When black and Hispanic enrollments fell to near zero at law schools in California and Texas, many Americans thought they were seeing the future of higher education in an era of affirmative-action roll-backs. The University of Texas Law School enrolled only four new African-American students and Boalt Hall law school at the University of California, Berkeley, only one.
But it's becoming clear that the law schools' experience is not representative of higher education, or graduate education, generally. Medical schools and most other graduate programs in the University of California system, for instance, have not seen anything like the same drop-off in minority enrollments one year into the restructured admissions standards, which exclude ethnic preferences. In the med schools, the numbers of black and Hispanic students have remained steady, or increased slightly.

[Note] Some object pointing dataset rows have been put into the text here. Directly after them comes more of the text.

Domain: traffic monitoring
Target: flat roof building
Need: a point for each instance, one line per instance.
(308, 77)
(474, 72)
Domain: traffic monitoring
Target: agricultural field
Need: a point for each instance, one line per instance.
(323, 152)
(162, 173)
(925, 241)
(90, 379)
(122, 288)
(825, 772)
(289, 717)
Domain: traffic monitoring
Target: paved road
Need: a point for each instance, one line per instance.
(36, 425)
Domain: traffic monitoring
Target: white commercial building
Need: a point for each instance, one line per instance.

The weight given standardized test scores is a major factor affecting these trends. Law schools, and business schools, for example, emphasize such scores as the best predictors of students' likely success. But test results are less central in medical schools. Some of these, such as the med school at the University of California, Davis, continue to stress outreach to underserved communities in their admissions process.
One result of this will be a vigorous reassessment of the role of standardized tests in college enrollments - especially in California, where the elimination of traditional affirmative action takes effect at the critical undergraduate level next fall. Administrators no longer allowed to admit students on the basis of ethnicity may be inclined to deemphasize SAT scores for all students in order to give added weight to other factors, including past academic achievement and family background.

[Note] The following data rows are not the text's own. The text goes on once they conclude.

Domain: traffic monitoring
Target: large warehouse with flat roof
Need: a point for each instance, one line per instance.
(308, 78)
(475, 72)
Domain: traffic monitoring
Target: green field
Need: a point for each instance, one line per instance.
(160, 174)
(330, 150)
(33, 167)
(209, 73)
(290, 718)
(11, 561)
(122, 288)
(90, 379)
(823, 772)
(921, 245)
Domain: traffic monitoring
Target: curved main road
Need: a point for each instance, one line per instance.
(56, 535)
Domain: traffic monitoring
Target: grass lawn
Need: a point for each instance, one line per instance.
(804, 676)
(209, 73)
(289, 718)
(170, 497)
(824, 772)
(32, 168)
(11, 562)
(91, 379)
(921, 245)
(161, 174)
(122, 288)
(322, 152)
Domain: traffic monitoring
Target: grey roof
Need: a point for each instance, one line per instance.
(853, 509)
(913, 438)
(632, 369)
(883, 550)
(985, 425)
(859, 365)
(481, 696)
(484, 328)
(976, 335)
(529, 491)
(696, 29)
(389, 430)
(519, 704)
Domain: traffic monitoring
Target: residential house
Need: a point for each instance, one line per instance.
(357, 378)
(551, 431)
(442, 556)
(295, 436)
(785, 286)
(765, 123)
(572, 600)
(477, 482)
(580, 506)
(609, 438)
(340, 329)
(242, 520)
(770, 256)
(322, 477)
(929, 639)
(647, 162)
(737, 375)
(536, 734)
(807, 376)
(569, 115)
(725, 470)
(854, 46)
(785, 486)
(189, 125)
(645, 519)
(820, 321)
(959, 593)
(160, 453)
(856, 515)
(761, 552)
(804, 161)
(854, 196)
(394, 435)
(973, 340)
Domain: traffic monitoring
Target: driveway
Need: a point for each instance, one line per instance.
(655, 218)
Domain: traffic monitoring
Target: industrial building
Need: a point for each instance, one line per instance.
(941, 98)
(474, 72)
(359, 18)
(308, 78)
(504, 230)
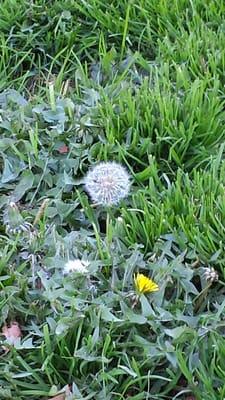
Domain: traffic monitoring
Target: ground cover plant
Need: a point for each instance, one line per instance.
(112, 279)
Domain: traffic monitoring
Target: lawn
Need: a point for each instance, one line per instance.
(116, 291)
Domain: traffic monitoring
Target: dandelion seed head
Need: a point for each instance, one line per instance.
(211, 275)
(77, 265)
(107, 183)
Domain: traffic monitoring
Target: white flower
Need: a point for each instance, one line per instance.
(107, 183)
(210, 274)
(77, 265)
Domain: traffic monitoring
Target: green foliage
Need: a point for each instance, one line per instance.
(141, 84)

Historically, blacks, Hispanics (and women, for that matter) have scored somewhat lower on the standard entrance exams than their white, male counterparts.
The ethnic issue aside, shrinking emphasis on test scores makes sense. Today, test-preparation and taking has become something of an industry, raising fresh questions about the exams' ability to gauge innate learning ability - and about the fairness of the whole process, since those who can pay for elaborate preparation have an obvious advantage.